Most of those former county commissioners wonder what happened.
"It's a heart-breaker, I don't know how else to say it,'' said Young who turns 73 on Monday. "That was one of my promises to the kids that we'd have parks. That was my dream. It's really sad to me. It's a way of life to be able to have a place to go swimming during summer time.''
Safranek, 64, runs Richey Realty in West Pasco and he mirrored Young's description of "heart-breaking.''
"People then were hungry for parks. The timing was right,'' said Safranek, who lost a bid for a third term on the commission just three months after the Fivay Recreation Center opened.
The amenities, he said, helped the real estate and building industries because they made the county a much more attractive place to live. Communities are rated by what the provide to residents, Safranek said, and the parks and libraries serve Pasco County well.
Law, 75, was the dean of the commission then, serving 16 years before his electoral loss in 1990. His wisdom usually brought three votes because fellow Democrats Safranek and Young often followed his lead. Law is familiar with the benefits of youth sports. He served as the first president of the Land O'Lakes Little League and still gets to the recreation center diamonds to watch his two grandsons play baseball.

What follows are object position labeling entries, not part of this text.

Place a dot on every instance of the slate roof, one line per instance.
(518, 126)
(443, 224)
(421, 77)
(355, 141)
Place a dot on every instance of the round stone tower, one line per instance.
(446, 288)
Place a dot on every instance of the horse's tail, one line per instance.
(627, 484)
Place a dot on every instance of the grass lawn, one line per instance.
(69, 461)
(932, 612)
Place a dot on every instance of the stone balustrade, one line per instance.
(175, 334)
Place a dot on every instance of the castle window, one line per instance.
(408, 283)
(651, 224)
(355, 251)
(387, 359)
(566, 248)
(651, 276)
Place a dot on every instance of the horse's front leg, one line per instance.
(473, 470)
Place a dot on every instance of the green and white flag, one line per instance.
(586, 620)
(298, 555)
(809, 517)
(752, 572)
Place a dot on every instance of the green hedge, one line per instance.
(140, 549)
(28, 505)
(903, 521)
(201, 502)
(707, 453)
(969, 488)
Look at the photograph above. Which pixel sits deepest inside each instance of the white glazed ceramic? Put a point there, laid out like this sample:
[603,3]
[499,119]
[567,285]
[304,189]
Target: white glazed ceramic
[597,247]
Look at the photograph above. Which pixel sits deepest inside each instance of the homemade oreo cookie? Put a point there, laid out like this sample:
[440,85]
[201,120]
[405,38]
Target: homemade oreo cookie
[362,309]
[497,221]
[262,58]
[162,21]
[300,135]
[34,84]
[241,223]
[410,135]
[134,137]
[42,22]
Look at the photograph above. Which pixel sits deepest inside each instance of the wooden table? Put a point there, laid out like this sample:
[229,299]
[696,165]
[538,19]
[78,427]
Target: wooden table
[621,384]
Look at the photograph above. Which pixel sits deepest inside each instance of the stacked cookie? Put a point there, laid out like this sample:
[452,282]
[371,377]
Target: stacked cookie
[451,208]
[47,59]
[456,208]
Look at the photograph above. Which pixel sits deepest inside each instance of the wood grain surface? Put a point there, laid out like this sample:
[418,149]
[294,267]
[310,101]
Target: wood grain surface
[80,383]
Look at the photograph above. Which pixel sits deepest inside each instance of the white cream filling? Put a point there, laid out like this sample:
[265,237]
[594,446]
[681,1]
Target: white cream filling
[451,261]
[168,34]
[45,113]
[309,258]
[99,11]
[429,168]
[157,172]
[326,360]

"You build something like that, to me, it's out of character if you don't use them. I think they have a value to the community which goes beyond just what you're looking at.
''If you take the kids off the street, it's going to help them become good citizens. If you take that away from kids then you hurt the end result. I think youth sports have a real value to the community. I think it's a mistake to close the pool.''
The acknowledged leader of the drive for parks and libraries was Wells, also a youth sports advocate, who pushed the referendum after joining the commission in 1984. He served two terms on the board and now is in his 15th year as property appraiser.
As was his custom while a commissioner, he was the most outspoken during a recent interview.
"Closing or doing any more cuts to parks and libraries, in my view, is irresponsible.
"I've never spoken out against what the county commission does. They've got a tough job, but this has got to stop. This simply has to stop. They've got to get their priorities straight. Taxpayers have paid for these parks, libraries and swimming pools, they're entitled to them.''
The four former commissioners all have something else in common. They have no final say in the outcome. But, one of the names on that plaque does — Hildebrand.
She is in her seventh, four-year term on the commission and is in a position to have opened and closed the county's public swimming pools. Can they remain open?
"I don't know. At this point, I'm just waiting to see where we come out (financially),'' she said.
The lack of conviction is disappointing. A little of that political courage from 1986 is what swimming enthusiasts need.